Now, you first think, "why aren't they concerned about their husband's health with respect to the explosion?" They should be asking, "Did anyone's arm get blown off?" Apparently, NASA re-established contact with at least the spacecraft, if not the astronauts (it is suggested that the astronauts remain unconscious until after they've arrived back on Earth), but in that case it seems like the wives' would ask, "How the heck do you get them back in the spacecraft when they're unconscious and how do you get them back to Earth?"
But they're concerned that their husbands were alone for two minutes. Are we supposed to believe that it's potentially fatal or at least that they'd potentially go insane if no one from NASA talked to them for two minutes? I can't believe that astronauts have non-stop chitchat with NASA anyway. I bet there are lots of stretches where they don't know, in lieu of an alarm, if they're really linked up with home for even five minutes! Oh, the horror!
It's not that I must have believability in a film with respect to the actual world. But I at least need the script to have internal consistency, or I'm thrown out of the story. The above boots you out of the story on a rocket, and it takes some time to recover. Of course, Ravich needed to stress the two minutes, because that is all that's important later. But this isn't the way to do it; it's just bad scriptwriting.

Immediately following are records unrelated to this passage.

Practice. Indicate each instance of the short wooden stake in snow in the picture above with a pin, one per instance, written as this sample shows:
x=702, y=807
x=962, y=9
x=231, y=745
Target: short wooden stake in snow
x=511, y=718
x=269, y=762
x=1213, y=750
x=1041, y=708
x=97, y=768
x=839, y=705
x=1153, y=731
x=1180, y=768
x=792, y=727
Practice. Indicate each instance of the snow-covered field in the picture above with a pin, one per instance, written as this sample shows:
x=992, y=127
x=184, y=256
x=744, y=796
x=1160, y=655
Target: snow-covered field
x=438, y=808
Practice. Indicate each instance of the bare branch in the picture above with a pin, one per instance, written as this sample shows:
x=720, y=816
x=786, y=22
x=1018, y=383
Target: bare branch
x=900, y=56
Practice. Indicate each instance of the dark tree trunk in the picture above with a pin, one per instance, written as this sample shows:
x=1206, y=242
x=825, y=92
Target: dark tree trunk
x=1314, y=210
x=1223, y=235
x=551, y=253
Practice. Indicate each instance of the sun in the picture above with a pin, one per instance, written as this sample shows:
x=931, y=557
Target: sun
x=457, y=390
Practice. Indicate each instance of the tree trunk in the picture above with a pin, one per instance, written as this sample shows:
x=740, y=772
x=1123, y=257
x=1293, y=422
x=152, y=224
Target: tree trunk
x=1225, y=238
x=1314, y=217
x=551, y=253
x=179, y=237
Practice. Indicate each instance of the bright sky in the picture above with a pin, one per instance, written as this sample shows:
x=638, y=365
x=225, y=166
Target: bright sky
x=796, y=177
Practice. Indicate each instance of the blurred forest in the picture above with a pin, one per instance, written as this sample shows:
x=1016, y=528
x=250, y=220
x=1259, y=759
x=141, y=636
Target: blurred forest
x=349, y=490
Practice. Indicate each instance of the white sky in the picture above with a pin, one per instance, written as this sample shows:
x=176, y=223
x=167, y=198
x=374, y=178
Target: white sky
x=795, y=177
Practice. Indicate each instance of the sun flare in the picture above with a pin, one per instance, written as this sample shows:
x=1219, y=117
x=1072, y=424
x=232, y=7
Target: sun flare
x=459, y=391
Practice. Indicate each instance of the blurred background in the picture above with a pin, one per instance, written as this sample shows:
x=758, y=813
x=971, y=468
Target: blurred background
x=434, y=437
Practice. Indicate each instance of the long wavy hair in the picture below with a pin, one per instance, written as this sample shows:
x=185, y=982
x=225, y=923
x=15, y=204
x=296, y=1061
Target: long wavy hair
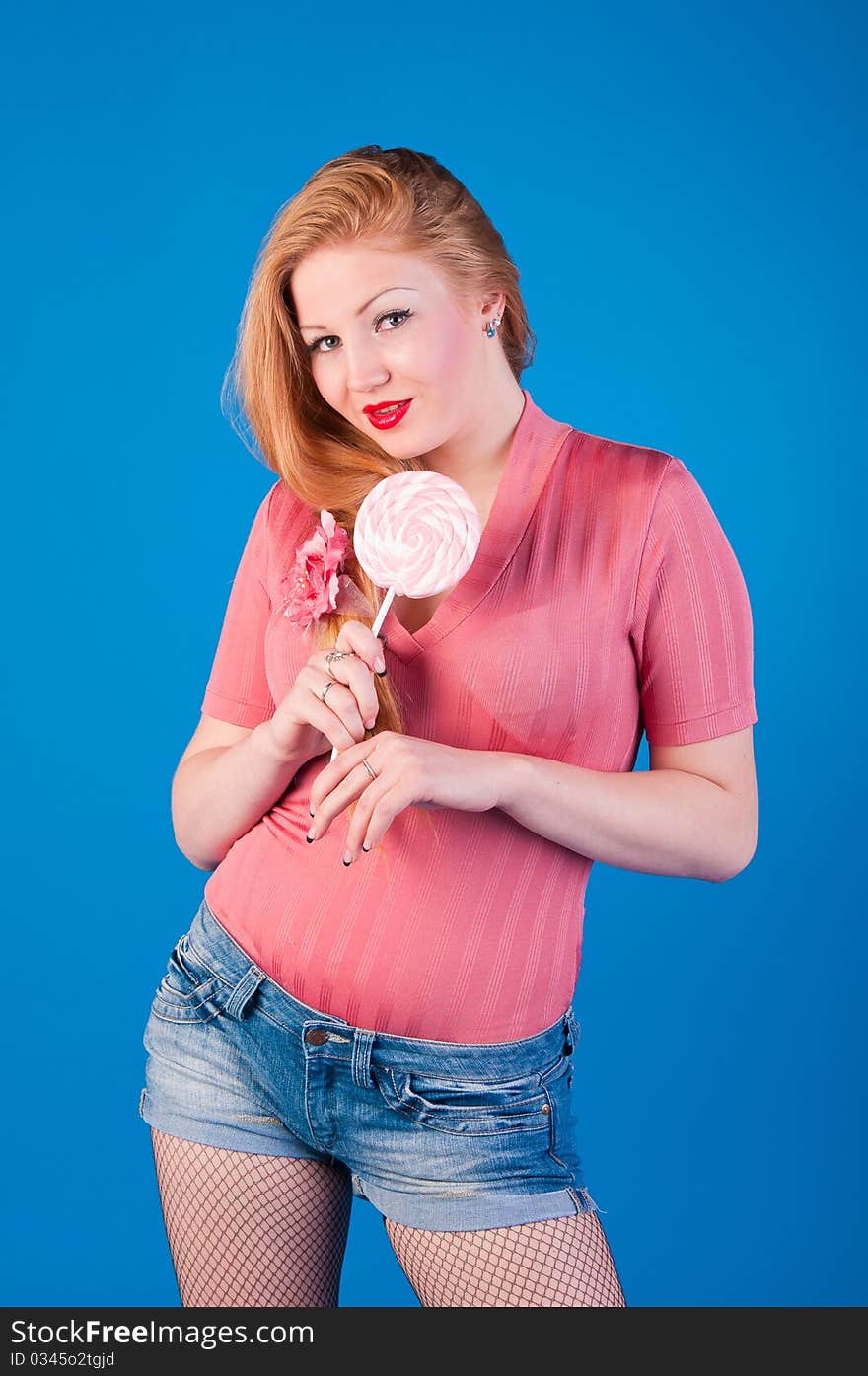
x=406, y=201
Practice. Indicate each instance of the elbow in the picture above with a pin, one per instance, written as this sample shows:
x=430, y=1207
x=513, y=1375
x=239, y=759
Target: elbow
x=734, y=868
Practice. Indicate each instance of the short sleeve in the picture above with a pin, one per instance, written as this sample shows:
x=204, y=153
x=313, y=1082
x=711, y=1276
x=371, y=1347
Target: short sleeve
x=237, y=688
x=692, y=630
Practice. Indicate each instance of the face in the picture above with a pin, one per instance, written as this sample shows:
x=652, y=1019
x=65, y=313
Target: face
x=383, y=326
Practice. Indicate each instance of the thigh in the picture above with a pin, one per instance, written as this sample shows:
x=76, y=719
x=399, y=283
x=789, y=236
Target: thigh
x=252, y=1230
x=557, y=1262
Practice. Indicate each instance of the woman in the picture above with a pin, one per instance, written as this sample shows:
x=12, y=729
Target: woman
x=399, y=1025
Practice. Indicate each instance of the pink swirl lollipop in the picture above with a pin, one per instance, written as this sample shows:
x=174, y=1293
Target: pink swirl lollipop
x=415, y=534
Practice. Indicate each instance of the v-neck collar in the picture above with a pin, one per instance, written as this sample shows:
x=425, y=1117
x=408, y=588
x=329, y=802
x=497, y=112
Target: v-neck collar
x=533, y=449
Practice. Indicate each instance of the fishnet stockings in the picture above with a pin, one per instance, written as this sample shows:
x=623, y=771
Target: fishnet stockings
x=561, y=1262
x=252, y=1230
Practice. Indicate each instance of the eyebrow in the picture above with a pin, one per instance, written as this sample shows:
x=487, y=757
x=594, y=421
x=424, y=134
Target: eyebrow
x=376, y=298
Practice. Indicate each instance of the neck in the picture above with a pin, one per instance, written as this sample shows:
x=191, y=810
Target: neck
x=476, y=453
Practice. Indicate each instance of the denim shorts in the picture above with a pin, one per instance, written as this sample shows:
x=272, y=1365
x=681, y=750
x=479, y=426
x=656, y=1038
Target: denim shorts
x=435, y=1134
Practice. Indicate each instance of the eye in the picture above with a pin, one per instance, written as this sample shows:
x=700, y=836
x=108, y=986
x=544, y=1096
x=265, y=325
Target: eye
x=387, y=316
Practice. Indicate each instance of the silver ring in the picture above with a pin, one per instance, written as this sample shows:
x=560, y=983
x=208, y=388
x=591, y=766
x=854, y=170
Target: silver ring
x=337, y=654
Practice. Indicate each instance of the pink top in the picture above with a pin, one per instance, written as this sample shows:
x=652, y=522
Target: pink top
x=604, y=598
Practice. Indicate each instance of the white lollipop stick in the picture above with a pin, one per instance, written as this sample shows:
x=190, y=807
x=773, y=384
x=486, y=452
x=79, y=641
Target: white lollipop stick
x=415, y=534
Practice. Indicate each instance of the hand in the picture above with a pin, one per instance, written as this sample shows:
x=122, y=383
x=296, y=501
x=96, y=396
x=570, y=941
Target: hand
x=408, y=770
x=304, y=723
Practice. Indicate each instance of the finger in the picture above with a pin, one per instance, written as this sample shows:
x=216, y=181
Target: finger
x=354, y=672
x=335, y=770
x=335, y=714
x=375, y=812
x=355, y=634
x=335, y=801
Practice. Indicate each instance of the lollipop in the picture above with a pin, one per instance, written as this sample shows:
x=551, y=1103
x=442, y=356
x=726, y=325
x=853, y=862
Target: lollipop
x=415, y=534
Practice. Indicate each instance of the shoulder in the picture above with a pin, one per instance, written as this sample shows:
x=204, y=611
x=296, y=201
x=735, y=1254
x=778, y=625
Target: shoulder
x=285, y=523
x=623, y=476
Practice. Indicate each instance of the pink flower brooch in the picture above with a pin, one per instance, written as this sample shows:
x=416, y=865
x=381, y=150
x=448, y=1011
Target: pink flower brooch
x=317, y=584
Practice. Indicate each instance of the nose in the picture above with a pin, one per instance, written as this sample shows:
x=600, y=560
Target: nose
x=365, y=372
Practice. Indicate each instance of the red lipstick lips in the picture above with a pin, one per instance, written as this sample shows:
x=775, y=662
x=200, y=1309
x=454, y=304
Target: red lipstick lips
x=383, y=418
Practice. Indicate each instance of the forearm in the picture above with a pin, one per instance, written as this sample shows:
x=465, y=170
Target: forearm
x=219, y=794
x=656, y=822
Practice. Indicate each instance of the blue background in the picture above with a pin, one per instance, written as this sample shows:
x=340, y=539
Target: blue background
x=682, y=191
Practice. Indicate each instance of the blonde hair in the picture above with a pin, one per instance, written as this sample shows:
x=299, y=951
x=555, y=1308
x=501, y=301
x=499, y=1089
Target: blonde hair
x=410, y=202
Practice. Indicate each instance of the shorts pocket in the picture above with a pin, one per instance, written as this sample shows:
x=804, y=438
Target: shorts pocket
x=522, y=1104
x=188, y=991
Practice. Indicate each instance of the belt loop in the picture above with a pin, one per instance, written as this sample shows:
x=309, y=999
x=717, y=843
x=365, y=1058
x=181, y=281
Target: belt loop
x=244, y=991
x=361, y=1057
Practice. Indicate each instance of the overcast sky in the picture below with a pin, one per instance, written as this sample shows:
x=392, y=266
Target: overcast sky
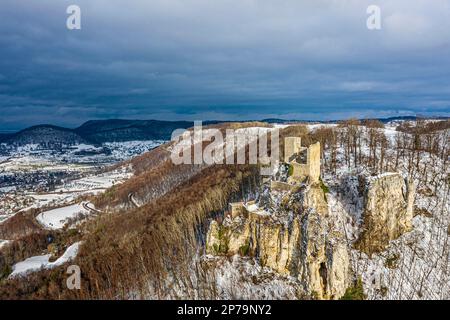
x=221, y=59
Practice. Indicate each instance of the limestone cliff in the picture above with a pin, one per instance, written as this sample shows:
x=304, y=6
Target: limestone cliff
x=388, y=211
x=290, y=237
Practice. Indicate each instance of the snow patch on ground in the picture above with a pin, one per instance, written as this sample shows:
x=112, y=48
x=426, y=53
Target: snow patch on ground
x=57, y=218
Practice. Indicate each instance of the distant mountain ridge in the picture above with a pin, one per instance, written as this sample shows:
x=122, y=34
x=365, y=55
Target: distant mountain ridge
x=120, y=130
x=97, y=132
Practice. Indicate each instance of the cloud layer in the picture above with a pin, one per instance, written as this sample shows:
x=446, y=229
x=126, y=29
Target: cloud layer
x=221, y=59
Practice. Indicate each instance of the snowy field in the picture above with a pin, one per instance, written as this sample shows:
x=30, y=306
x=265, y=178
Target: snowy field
x=58, y=218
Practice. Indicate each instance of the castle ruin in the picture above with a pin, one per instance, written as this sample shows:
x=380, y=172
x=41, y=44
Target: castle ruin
x=305, y=161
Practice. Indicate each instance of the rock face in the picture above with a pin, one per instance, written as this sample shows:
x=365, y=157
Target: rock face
x=388, y=211
x=292, y=240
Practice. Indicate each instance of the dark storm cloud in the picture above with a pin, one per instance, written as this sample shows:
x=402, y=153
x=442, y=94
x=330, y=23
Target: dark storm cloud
x=221, y=59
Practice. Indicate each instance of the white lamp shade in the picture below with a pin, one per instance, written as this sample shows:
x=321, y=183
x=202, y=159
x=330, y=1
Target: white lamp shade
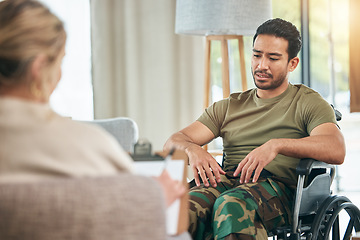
x=221, y=17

Those are the negative aspects, serious as they are. Let me tell you what's worthwhile about The Astronaut's Wife. First, there's the grand arc of the story, which just needed a rewrite or two. Not only is the astronaut ordeal interesting literally, but it's easy to read the majority of The Astronaut's Wife as psychological horror, with various characters slowly losing their grip on sanity (at least you can read it this way until the end of the abortion pill scene).
But Ravich probably isn't the person to rewrite the script. Based on this film, his real strength is direction. Despite the shortcomings of the material on close inspection, he manages to create genuine scares. Most of them occur when Spencer suddenly appears, surprising his wife. These aren't the "false scares" many fans hate, because at least through Jillian's eyes, Spencer is under increasing suspicion. One of the best scary segments is the warehouse sequence, which partially rely on clever use of sound-when the lights go out, we hear creepy, "Satanic-film whispering" in the background.
That brings us to two other excellent aspects. Much of the impact that the film does have rests on the unusual sound effects (and a great score) that accompany common actions. This is also a subtler example of Ravich's real strength, his propensity towards surrealism. I suspect he may desire to become the new Argento, but his employers won't let him go all the way.
The surreal aspects, such as the apartment waterfall, the sci-fi tunnel effects, the subway sequence, the alien barreling through space p.o.v. shots, and the hospital patient p.o.v., not to mention the brilliant overhead tracking shots, the elevator cam (and the symbolic face-off the scene provides), are all incredible. Perhaps if he could drop pretensions to linear storytelling and completely self-indulge in surrealism, he'd have something close to a masterpiece.